Acompañado de dos soldados, había dado la noticia sin la menor emoción. Cuando los alemanes entraron en la enfermería, el monje y el venerable hacían ingerir quinina a dos enfermos. Con un gesto rápido, disimularon los medicamentos en las ropas de sus pacientes.
—Ya voy —dijo François Branier.
El jefe de las SS le cortó el paso.
—No. Usted no. El monje.
El venerable presentía un duro golpe. El de las SS no elegía al azar. El monje cogió unos apósitos. Él también estaba preocupado. Por lo general, se llevaba a enfermos y heridos a la enfermería. ¿Y por qué excluir al doctor Branier de manera tan contundente?
El gran patio estaba inundado de luz solar. Un viento gélido lo barría. El invierno todavía no se había retirado. Flanqueado por los agentes de las SS, el monje se dirigió hacia la torre central. Lo hicieron bajar al taller mecánico. Ante la mesa de trabajo, Guy Forgeaud gemía en cuclillas, con la mano izquierda ensangrentada arrimada al pecho.
—¿Qué le ha pasado?
—Un accidente…
El masón le enseñó la mano izquierda. El dedo meñique, triturado, estaba en carne viva. La herida era terrible. El monje echó mano de una caja y la colocó de manera que Forgeaud se pudiera sentar con la espalda apoyada contra la mesa.
—Habría que trasladarlo a la enfermería —dijo el monje al jefe de las SS.
—Imposible —respondió el alemán, muy bruscamente.
¿Crueldad gratuita? De ella, Klaus no andaba escaso. Pero el monje se olía que la razón era otra.
—Entonces, lo dejo morir aquí. No tengo nada para curarlo como es debido.
El alemán parecía contrariado.
—Dígame qué necesita. Iré a buscárselo. Arrégleselas para que Forgeaud vuelva al trabajo lo más rápidamente posible.

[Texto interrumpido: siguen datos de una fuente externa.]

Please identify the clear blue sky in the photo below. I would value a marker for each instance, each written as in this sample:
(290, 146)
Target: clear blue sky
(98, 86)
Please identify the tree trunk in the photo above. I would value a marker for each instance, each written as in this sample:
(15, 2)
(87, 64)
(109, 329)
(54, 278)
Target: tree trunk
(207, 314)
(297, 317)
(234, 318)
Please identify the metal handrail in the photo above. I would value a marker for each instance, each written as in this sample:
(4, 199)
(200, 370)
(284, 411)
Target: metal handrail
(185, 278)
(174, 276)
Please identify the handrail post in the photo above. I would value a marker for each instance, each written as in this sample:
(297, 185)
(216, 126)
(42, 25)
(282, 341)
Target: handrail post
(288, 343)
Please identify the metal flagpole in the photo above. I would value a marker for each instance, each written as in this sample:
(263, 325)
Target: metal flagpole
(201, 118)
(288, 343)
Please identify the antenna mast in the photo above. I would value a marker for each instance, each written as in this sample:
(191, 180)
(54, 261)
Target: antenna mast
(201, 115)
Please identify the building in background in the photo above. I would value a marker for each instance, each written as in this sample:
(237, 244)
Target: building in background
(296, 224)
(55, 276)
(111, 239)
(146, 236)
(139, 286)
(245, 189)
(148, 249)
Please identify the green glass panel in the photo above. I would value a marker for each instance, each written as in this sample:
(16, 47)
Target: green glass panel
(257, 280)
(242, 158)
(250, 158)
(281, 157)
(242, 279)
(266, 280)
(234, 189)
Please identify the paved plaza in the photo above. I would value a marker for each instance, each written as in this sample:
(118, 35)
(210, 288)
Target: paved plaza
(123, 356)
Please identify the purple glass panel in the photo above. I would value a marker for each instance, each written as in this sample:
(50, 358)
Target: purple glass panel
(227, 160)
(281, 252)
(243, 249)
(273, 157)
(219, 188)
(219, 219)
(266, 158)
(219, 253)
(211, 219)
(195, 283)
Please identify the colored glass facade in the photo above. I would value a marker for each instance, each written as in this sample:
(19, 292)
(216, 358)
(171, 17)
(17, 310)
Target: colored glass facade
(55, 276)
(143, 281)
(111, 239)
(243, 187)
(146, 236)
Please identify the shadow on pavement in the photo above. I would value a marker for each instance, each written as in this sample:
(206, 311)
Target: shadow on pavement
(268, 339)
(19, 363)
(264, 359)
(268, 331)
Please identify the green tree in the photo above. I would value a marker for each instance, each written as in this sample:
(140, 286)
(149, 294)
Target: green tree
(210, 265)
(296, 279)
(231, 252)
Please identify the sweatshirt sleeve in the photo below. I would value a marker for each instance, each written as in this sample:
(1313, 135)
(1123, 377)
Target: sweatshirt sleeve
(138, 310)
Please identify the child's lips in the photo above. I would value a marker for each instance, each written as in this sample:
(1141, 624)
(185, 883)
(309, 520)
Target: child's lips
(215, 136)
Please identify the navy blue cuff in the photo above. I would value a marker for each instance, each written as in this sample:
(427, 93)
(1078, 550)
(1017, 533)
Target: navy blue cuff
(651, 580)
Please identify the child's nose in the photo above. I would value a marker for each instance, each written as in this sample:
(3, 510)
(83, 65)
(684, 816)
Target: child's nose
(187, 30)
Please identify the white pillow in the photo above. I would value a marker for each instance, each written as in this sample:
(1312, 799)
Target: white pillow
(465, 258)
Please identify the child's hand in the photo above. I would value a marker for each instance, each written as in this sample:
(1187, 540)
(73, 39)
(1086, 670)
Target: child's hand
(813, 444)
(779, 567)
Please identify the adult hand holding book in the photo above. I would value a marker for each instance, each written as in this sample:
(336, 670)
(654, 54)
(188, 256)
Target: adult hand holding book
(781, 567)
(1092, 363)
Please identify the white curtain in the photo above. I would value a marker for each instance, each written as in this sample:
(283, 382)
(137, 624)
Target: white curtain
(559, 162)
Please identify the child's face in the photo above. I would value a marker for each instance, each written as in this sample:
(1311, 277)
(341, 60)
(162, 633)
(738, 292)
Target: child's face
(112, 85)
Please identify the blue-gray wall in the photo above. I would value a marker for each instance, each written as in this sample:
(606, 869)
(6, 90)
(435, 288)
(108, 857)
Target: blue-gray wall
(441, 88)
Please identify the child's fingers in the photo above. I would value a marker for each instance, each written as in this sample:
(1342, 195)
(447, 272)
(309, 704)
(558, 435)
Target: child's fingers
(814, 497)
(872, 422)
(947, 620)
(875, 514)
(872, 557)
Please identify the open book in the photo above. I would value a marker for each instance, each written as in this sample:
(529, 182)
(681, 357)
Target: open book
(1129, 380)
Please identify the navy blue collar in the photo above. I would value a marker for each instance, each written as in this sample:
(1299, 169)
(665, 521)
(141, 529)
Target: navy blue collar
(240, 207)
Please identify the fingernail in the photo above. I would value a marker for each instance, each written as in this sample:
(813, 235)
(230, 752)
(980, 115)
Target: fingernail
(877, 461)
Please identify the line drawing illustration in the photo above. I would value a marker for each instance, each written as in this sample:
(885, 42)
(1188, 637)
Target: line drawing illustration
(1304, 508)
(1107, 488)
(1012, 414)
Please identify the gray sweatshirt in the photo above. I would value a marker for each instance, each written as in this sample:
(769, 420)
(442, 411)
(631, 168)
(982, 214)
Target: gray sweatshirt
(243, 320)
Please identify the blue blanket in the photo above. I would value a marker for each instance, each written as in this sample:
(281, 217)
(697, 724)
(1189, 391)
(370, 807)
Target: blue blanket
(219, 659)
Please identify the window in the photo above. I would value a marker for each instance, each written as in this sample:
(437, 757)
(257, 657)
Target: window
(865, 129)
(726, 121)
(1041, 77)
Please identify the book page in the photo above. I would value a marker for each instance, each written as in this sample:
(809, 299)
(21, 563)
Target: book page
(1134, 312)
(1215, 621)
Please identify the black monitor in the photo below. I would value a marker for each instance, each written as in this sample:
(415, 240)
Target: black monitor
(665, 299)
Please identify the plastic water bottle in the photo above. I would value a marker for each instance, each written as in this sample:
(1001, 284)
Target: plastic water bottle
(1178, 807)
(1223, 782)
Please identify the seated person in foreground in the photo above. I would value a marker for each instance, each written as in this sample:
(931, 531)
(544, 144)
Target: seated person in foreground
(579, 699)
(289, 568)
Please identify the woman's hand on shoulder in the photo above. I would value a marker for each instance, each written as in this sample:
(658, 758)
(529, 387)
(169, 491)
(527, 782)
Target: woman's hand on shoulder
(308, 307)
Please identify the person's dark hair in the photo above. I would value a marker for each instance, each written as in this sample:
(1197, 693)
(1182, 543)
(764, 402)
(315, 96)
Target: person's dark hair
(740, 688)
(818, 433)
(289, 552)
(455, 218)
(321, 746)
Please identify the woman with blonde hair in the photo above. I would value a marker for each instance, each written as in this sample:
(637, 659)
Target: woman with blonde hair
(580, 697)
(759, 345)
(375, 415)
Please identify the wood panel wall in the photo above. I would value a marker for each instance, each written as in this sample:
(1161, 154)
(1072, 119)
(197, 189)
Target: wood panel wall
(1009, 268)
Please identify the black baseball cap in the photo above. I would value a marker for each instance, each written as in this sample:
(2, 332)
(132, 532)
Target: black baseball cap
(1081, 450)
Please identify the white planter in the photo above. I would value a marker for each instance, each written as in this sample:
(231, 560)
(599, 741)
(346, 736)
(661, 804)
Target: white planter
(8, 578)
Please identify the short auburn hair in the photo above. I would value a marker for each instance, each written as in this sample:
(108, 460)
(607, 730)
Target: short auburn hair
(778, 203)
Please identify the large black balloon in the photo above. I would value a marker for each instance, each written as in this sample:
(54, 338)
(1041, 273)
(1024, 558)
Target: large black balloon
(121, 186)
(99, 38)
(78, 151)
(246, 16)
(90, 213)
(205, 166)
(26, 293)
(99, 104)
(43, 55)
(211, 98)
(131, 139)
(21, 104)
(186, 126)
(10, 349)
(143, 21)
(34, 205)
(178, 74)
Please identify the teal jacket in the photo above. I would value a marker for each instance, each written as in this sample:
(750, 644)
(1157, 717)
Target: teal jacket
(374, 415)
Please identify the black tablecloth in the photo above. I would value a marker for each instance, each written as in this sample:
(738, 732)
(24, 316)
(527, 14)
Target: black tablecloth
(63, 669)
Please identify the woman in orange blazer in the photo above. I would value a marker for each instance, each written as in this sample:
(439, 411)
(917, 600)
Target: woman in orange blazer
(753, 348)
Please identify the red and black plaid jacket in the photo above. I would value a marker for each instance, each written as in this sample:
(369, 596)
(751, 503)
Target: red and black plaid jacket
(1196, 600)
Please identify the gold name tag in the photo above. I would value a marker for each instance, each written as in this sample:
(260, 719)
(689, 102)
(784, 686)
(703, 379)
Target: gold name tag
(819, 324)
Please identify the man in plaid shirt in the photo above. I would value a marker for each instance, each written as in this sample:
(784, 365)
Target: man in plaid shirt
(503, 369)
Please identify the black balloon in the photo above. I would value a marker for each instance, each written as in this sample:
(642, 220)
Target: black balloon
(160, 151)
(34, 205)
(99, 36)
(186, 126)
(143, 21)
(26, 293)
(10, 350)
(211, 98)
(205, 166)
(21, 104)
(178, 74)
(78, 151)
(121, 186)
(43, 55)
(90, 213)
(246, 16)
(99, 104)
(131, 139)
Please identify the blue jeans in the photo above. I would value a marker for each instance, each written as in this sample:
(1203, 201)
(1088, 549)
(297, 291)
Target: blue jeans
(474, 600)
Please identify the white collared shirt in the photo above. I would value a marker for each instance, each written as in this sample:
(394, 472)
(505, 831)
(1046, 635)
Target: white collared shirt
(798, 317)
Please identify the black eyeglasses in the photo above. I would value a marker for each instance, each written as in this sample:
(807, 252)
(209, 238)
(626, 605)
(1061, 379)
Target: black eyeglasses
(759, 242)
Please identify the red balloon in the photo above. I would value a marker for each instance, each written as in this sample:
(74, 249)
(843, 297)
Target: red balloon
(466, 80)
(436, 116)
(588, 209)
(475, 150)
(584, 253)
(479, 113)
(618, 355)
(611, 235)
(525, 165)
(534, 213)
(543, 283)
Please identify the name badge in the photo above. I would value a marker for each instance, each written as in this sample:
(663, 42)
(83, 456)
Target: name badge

El monje pidió compresas, desinfectante, analgésicos… Klaus se lo transmitió en alemán a un agente que salió corriendo a buscar los productos a la enfermería de la caserna. El jefe de las SS se quedó allí, cerca de Forgeaud, mientras que el monje se ocupaba de la herida. Como el religioso suponía, era imposible intercambiar ni una palabra con el masón.
El monje lo había entendido. Guy Forgeaud se había mutilado voluntariamente para que lo llevaran a la enfermería. Allí, habría visto al venerable; o bien habría sabido que estaba muerto. El sufrimiento del masón debía de ser abominable. Apretaba los dientes hasta hacerlos rechinar.